L’appelante avait-elle une solution raisonnable autre que de prendre sa retraite lorsqu’elle l’a fait?

[99] Compte tenu des circonstances dans lesquelles elle se trouvait, je conclus que l’appelante n’avait d’autre solution raisonnable que de prendre sa retraite pour avoir accès à sa pension.

[100] L’appelante a déclaré que dès qu’elle a été suspendue, elle a commencé à chercher un autre emploi. Elle dit qu’elle cherchait du travail à distance. Cela s’explique par le fait que ses problèmes de santé exigeaient qu’elle travaille de la maison. En outre, elle n’était pas prête à se faire vacciner compte tenu de ses croyances religieuses. De plus, la plupart des employeurs exigeaient la vaccination s’il s’agissait d’un emploi en présentiel.

[101] Je suis convaincue, compte tenu de la preuve concernant son état de santé et du fait que le gouvernement lui avait offert une mesure d’adaptation lui permettant de travailler à domicile en raison de son état de santé, que seul le travail à distance aurait été convenable dans sa situation.
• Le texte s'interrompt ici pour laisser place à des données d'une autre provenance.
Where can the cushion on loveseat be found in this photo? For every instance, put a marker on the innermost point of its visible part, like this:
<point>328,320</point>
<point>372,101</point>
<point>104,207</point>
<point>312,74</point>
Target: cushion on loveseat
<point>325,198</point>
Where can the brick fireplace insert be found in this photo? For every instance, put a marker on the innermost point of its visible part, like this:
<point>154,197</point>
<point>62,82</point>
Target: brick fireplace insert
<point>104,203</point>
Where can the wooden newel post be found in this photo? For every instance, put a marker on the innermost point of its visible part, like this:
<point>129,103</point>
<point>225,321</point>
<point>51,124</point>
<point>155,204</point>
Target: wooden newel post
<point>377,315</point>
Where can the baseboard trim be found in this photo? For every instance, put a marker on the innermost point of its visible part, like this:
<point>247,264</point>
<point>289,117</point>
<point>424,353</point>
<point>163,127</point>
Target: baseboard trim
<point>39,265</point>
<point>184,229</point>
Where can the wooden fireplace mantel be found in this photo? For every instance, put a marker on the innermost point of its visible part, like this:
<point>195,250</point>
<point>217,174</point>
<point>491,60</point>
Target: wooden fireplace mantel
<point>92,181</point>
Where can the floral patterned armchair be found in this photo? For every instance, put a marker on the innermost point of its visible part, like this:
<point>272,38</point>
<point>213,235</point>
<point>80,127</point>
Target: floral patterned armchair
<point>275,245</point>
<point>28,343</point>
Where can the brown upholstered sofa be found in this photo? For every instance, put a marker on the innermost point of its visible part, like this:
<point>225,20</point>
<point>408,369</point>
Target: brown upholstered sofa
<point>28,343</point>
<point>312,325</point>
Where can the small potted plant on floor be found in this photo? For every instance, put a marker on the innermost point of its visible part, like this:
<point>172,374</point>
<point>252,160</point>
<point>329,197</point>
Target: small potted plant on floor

[102] La Commission affirme que l’appelante disposait d’autres solutions raisonnables que de quitter son emploi lorsqu’elle l’a fait. Plus précisément, elle mentionne que l’appelante aurait pu :

  • se conformer à la politique et reprendre son emploi
  • rester en congé en attendant l’issue de ses griefs.

[103] Je ne vois pas ces solutions de rechange raisonnables dans les circonstances.

[104] L’appelante a été placée dans la situation impossible de rester en congé et d’être incapable de nourrir sa famille et de garder un toit au-dessus de leur tête, ou de renoncer à ce que représentaient, d’après la preuve dont je dispose, des croyances religieuses sincères en se faisant vacciner.

[105] De toute évidence, prendre sa retraite constituait un dernier recours dans les circonstances dans lesquelles elle se trouvait.

[106] Elle a respecté les modalités de la politique en demandant une exemption. Elle a rempli l’affidavit requis. Elle a déclaré qu’elle avait expliqué ses croyances à ses supérieurs et qu’elle les avait suppliés de tenir compte des raisons pour lesquelles elle refusait de se faire vacciner.

[107] Elle a pris toutes les mesures à sa disposition pour contester le refus du gouvernement de sa demande d’exemption et sa décision de la suspendre. Elle a notamment demandé l’aide de son syndicat et déposé des griefs en vertu de sa convention collective.

[108] L’appelante affirme qu’elle a cherché du travail avec diligence depuis sa suspension, mais qu’elle n’a pas été en mesure de trouver un emploi. Je la crois, et je n’ai aucune preuve du contraire.

[109] À la lumière de la preuve, je conclus que l’appelante a prouvé qu’elle avait épuisé toutes les solutions de rechange raisonnables dans les circonstances. Elle était fondée à prendre sa retraite lorsqu’elle l’a fait. C’était la seule façon pour elle de rester fidèle à ses croyances religieuses sincères et de continuer à soutenir sa famille.

Conclusion

[110] Je conclus que l’appelante a été suspendue en raison de son inconduite. Pour cette raison, elle n’est pas admissible au bénéfice des prestations pendant la période de suspension.

[111] Je conclus que l’appelante était fondée à prendre sa retraite le 12 mai 2022. Pour cette raison, elle n’est pas exclue du bénéfice des prestations après le 12 mai 2022.

[112] Par conséquent, l’appel est accueilli en partie.